Aktuelles / Pressespiegel

Südkurier, Oktober 2014
19 Okt 2014

Höchstleistung im Münster

Überlingen - Münster- und Kammerchor brilliert mit Joseph Haydns Oratorium „Die Schöpfung“ im Überlinger Münster.

Einen ganz großen Wurf gelang dem Münster- und Kammerchor Überlingen, dem Münchener Orchester L'arpa festante auf historischen Instrumenten, und den Solisten Sybilla Rubens (Sopran), Andreas Weller (Tenor) und Konstantin Wolff (Bass) unter der Leitung von Münsterkantorin Melanie Jäger-Waldau.

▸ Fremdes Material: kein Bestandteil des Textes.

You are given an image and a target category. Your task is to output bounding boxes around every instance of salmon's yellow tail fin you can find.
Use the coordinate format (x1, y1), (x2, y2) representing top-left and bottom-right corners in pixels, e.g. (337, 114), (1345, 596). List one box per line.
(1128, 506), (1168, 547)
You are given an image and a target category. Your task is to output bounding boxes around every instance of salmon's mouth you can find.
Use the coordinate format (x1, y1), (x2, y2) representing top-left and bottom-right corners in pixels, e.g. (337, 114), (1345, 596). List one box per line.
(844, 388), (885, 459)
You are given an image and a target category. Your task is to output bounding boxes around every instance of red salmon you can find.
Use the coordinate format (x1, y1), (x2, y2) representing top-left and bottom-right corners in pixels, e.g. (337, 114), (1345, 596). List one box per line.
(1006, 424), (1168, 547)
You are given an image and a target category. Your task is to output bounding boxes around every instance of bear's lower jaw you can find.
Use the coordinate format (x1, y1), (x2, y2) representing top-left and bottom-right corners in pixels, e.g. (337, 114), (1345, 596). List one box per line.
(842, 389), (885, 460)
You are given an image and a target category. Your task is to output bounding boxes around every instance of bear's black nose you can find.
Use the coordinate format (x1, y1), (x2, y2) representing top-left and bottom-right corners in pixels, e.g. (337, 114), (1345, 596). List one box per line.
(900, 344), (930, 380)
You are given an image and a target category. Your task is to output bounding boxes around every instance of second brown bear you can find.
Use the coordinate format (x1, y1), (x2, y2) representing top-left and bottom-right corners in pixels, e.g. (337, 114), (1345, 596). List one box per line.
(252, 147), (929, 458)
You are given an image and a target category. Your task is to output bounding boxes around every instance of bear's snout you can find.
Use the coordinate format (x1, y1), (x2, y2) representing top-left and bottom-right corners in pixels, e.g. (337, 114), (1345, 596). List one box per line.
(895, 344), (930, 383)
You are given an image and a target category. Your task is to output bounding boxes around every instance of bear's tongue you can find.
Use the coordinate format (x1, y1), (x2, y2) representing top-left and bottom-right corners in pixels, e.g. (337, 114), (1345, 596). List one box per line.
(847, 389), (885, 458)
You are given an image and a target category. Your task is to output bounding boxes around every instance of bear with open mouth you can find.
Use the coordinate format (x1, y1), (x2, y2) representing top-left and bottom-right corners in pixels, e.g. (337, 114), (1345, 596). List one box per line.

Höchstleistung im Münster Bild: Conrads

Für den durchaus erfolgsgewöhnten Überlinger Münster- und Kammerchor ist ausgeprägter Applaus nicht gerade eine Seltenheit. Aber der stehende, frenetische Applaus und die nicht enden wollenden Bravo-Rufe des völlig begeisterten Publikums nach der großartigen Aufführung von Joseph Haydns Oratorium „Die Schöpfung“ im Überlinger Münster sprengen wohl bisherige Maßstäbe. Bei diesem Konzert hatte einfach alles gestimmt. Das Konzert war zweifellos nicht nur für die Zuhörer im nahezu ausverkauften Münster ein prägendes Erlebnis, sondern spürbar auch für die Ausführenden mit dem Überlinger Münster- und Kammerchor, verstärkt durch einige Mitglieder der Jugendkantorei, dem Münchener Barockorchester L'harpa festante, den Solisten Sybilla Rubens (Sopran), Andreas Weller (Tenor), Konstantin Wolff (Bass) und der Münsterkantorin Melanie Jäger-Waldau als künstlerische Leiterin und Dirigentin. Der Chor war in Höchstform. Nach stark gedämpft gesungenem Chorsatz „Und der Geist Gottes schwebte auf der Fläche des Wassers“ skandierten rund 80 Kehlen im Fortissimo und unterstützt vom Orchester „Und es ward Licht“; bereits nach 85 Takten eine Akklamation, die Gänsehaut hervorrief. Mit makelloser Intonation, sehr guter Sprachkultur und breit angelegter Dynamikfähigkeit ließ der Chor keine Wünsche übrig. Zudem zeigten die Sänger ein hohes Maß an Aufmerksamkeit und überzeugende Präsenz bei den Einsätzen, Sicherheit bei Koloraturen und trotz langem Stehen noch die Ausdauer, um das Fugato „Des Herren Ruhm“ im Schlusssatz kraftvoll herüber bringen zu können.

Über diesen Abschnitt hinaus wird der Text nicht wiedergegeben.